After a phenomenal breakout year in 2014, J.T. Barrett was supposed to be the next great Buckeye star, destined to lead Ohio State to consecutive championships before departing early with a high NFL draft grade. But ever since he emerged from relative anonymity in that initial campaign, Barrett seems to have regressed under the weight of expectations.
While Cardale Jones battled him for the starting job he eventually won in 2015, Barrett was supposed to take 'the leap' last fall, his fourth in Columbus. Yet despite leading the OSU offense to one of the best statistical seasons in school history, the junior QB and his unit failed to consistently move the ball against top-tier competition.
Now entering his fifth and final season of eligibility in an OSU uniform, Barrett is working with the third offensive coordinator and position coach of his career.
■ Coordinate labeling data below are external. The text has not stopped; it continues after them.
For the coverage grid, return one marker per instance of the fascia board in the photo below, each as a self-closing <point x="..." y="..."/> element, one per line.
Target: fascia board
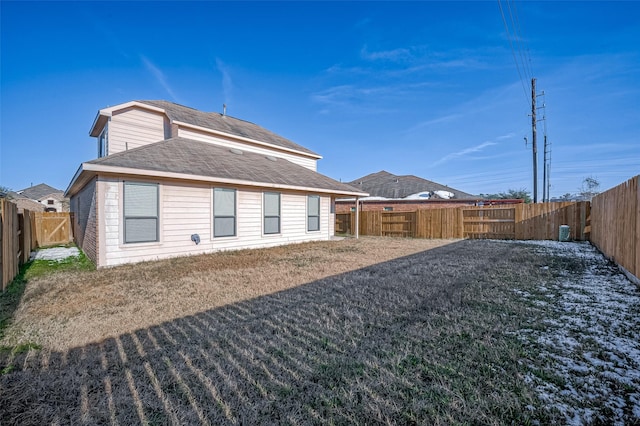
<point x="88" y="167"/>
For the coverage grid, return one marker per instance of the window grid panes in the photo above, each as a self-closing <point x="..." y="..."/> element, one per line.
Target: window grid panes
<point x="313" y="213"/>
<point x="140" y="212"/>
<point x="224" y="212"/>
<point x="271" y="213"/>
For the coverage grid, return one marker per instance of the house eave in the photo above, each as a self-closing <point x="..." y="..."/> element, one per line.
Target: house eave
<point x="88" y="170"/>
<point x="105" y="113"/>
<point x="248" y="140"/>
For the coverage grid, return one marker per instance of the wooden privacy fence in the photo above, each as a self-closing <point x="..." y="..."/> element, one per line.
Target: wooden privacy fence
<point x="20" y="233"/>
<point x="615" y="224"/>
<point x="520" y="221"/>
<point x="52" y="228"/>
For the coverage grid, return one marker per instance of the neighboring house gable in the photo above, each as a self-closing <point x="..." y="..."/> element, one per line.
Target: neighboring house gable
<point x="222" y="188"/>
<point x="52" y="199"/>
<point x="386" y="185"/>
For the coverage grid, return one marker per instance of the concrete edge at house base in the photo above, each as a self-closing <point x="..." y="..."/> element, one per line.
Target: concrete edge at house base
<point x="630" y="276"/>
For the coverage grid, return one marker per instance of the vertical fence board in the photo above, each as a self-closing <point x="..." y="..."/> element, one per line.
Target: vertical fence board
<point x="615" y="224"/>
<point x="10" y="242"/>
<point x="522" y="222"/>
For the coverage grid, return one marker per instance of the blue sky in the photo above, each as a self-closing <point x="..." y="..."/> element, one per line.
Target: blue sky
<point x="423" y="88"/>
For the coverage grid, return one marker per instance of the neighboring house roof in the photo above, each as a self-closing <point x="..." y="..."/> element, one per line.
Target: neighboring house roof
<point x="212" y="121"/>
<point x="386" y="185"/>
<point x="182" y="158"/>
<point x="39" y="191"/>
<point x="24" y="202"/>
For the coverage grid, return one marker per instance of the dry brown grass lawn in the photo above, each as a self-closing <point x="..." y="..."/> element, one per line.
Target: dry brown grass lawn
<point x="368" y="332"/>
<point x="74" y="308"/>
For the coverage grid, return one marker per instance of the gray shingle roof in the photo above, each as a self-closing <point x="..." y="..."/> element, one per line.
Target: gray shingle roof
<point x="225" y="123"/>
<point x="39" y="191"/>
<point x="201" y="159"/>
<point x="387" y="185"/>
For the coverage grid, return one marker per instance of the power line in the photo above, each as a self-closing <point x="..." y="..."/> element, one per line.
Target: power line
<point x="520" y="40"/>
<point x="511" y="38"/>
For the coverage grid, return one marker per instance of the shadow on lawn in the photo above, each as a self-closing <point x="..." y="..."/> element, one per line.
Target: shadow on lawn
<point x="368" y="346"/>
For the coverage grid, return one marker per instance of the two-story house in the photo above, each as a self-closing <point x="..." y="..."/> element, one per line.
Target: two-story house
<point x="173" y="181"/>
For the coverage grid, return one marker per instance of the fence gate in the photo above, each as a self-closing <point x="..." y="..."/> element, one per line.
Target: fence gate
<point x="53" y="228"/>
<point x="398" y="224"/>
<point x="495" y="222"/>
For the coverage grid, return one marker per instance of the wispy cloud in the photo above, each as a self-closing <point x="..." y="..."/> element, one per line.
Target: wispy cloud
<point x="351" y="98"/>
<point x="463" y="152"/>
<point x="227" y="82"/>
<point x="159" y="76"/>
<point x="395" y="55"/>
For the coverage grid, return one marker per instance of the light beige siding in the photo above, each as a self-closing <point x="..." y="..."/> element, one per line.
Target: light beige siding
<point x="134" y="127"/>
<point x="301" y="160"/>
<point x="83" y="206"/>
<point x="187" y="210"/>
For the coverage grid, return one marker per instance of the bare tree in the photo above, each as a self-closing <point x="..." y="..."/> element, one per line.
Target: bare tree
<point x="590" y="188"/>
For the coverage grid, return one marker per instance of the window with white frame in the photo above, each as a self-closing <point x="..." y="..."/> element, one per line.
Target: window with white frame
<point x="271" y="212"/>
<point x="224" y="212"/>
<point x="313" y="213"/>
<point x="141" y="206"/>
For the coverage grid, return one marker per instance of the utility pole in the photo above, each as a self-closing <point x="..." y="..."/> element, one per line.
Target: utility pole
<point x="534" y="140"/>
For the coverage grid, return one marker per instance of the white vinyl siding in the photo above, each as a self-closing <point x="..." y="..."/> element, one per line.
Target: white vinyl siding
<point x="224" y="212"/>
<point x="187" y="209"/>
<point x="271" y="213"/>
<point x="141" y="207"/>
<point x="313" y="213"/>
<point x="103" y="142"/>
<point x="309" y="163"/>
<point x="134" y="127"/>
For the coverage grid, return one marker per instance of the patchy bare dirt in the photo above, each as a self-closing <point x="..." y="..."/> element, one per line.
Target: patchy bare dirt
<point x="75" y="308"/>
<point x="411" y="332"/>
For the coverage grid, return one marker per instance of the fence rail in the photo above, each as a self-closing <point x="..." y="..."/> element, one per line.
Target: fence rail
<point x="520" y="221"/>
<point x="20" y="233"/>
<point x="615" y="224"/>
In place of Ed Warinner and Tim Beck stepped former Indiana head coach Kevin Wilson to run the offense and former San Francisco 49ers QB coach Ryan Day to coach the fifth-year senior, and both are tasked with getting the most of out of the Buckeyes' captain.
While much of the public focus has been on Barrett's ability to connect with receivers downfield, that's not the only place Wilson and Day have looked to easily manufacture yards for the QB. Though the Buckeyes must improve their intermediate and downfield passing on third down, another way to solve that problem is to avoid those situations entirely.
As long as Urban Meyer is in charge, the Ohio State offense will include a foundation of running the ball between the tackles - that's not up for debate. However, opponents in the Big Ten and nationally are also aware of this fact and will continue to cook up new defensive schemes to stop the Buckeye ground game every week. But instead of simply relying on the physicality of a veteran offensive line or the talents of future NFL running backs to pick up yards, Wilson and Day have added a few wrinkles to keep defenses back on their heels.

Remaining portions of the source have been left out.